O complexo na Coreia do Sul estava desativado desde que a empresa descontinuou antigas linhas de memória LPDDR4. O espaço servirá para a instalação de uma nova etapa final de produção dos wafers de memória.
Preços em alta
A tentativa de ampliação ocorre em um momento de forte pressão no mercado global de memórias, dominado pelo trio Samsung, SK Hynix e Micron. Com a demanda por infraestrutura de inteligência artificial sendo priorizada pelas fabricantes de chips, o mercado de eletrônicos básicos passou a negociar memórias DRAM convencionais a preços mais altos.

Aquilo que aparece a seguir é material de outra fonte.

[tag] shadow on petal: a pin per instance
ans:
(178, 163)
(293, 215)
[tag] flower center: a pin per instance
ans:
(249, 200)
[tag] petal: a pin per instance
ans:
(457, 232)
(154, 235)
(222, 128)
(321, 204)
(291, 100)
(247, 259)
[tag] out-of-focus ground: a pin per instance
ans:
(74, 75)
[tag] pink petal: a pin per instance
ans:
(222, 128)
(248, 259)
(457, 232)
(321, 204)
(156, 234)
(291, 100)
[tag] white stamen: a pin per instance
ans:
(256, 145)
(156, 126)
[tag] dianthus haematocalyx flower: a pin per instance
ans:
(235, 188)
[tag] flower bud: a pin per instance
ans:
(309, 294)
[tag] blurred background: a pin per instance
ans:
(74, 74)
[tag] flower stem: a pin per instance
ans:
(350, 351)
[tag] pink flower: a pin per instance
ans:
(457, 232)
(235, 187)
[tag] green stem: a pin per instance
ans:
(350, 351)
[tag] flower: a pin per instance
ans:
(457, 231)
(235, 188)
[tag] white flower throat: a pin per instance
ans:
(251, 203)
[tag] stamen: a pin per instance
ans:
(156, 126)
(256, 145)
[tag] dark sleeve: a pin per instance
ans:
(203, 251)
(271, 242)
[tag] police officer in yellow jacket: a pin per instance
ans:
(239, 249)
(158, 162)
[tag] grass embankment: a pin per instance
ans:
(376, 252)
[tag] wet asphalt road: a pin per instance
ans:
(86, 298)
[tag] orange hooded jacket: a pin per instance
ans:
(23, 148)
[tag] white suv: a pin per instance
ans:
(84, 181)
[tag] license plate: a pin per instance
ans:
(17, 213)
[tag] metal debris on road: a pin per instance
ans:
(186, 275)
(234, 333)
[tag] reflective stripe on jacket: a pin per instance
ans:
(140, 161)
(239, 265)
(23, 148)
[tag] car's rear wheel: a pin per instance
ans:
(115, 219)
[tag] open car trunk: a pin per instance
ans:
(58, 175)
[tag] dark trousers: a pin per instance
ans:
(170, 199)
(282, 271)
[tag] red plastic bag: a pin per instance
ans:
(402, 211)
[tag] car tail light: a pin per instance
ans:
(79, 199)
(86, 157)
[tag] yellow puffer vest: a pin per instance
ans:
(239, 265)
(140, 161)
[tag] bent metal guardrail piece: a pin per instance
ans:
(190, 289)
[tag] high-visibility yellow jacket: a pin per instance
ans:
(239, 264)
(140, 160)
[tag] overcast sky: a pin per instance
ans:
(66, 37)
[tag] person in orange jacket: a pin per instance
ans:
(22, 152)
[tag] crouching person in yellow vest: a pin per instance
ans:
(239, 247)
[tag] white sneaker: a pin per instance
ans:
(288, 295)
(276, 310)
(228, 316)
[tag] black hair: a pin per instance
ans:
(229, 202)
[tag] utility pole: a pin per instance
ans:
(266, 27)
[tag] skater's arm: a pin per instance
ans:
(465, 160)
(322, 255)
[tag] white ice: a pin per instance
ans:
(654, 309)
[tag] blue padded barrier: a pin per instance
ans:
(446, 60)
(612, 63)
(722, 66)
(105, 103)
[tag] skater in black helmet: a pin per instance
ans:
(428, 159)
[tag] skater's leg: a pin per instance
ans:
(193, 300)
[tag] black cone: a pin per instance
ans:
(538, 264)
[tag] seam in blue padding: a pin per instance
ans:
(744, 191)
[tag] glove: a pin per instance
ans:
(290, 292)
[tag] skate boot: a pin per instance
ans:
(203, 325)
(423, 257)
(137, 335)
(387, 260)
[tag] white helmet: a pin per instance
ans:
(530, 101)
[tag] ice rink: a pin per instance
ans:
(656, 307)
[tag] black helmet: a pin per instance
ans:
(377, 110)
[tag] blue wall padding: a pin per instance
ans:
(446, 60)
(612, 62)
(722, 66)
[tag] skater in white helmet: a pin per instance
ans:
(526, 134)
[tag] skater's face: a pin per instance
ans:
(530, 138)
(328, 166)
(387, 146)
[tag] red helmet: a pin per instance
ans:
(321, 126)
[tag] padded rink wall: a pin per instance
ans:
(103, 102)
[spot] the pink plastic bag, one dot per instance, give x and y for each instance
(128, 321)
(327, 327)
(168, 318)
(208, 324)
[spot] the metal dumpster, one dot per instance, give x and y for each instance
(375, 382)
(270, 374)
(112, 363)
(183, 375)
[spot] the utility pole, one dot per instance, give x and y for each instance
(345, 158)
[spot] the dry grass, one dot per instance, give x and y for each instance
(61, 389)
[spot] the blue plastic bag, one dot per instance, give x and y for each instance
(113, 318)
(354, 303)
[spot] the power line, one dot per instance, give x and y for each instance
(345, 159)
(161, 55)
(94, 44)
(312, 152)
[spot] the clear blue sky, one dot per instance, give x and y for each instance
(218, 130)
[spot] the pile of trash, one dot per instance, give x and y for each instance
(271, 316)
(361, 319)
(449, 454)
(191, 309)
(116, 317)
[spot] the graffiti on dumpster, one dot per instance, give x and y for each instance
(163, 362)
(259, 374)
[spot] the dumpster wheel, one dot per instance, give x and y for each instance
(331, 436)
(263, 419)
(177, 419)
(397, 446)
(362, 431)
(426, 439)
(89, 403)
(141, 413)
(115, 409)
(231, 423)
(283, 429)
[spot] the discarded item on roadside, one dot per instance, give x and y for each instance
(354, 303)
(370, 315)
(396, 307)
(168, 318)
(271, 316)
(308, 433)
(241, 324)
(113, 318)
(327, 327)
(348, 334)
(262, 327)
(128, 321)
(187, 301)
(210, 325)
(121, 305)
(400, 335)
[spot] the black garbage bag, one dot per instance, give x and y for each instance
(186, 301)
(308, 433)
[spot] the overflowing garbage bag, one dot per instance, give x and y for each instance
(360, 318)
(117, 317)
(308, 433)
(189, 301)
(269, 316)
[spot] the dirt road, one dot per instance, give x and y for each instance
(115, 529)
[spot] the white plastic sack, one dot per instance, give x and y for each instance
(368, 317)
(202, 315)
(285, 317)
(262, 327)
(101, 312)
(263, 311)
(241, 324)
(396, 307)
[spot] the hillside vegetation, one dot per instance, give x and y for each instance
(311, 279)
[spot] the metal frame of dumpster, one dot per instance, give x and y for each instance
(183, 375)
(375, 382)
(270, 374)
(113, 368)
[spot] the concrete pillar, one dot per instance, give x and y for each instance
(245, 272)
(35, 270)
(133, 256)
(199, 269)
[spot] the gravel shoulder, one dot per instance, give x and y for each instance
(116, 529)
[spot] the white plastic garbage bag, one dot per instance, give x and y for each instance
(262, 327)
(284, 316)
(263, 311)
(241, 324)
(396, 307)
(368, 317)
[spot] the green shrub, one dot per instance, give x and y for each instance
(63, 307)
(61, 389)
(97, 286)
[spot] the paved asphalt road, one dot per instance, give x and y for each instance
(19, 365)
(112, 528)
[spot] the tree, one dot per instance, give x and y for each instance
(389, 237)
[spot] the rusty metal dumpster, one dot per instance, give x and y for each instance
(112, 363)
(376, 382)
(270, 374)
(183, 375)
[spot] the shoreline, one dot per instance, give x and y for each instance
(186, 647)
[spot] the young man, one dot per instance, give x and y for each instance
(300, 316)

Os preços dos componentes subiram de 80% a 90% no início de 2026, em comparação com o final do ano passado. Para o consumidor final, isso significou uma alta em aparelhos como smartphones, notebooks e videogames.
China conquista espaço
A pressão sobre a oferta levou empresas como a Apple a avaliarem a compra de memórias de fabricantes chinesas, como a CXMT. A CXMT, que se dedica à fabricação de memórias DRAM, realizou sua oferta pública inicial de ações (IPO) na bolsa de Xangai na semana passada, e rapidamente alcançou uma valorização de cerca de 470% nos papéis.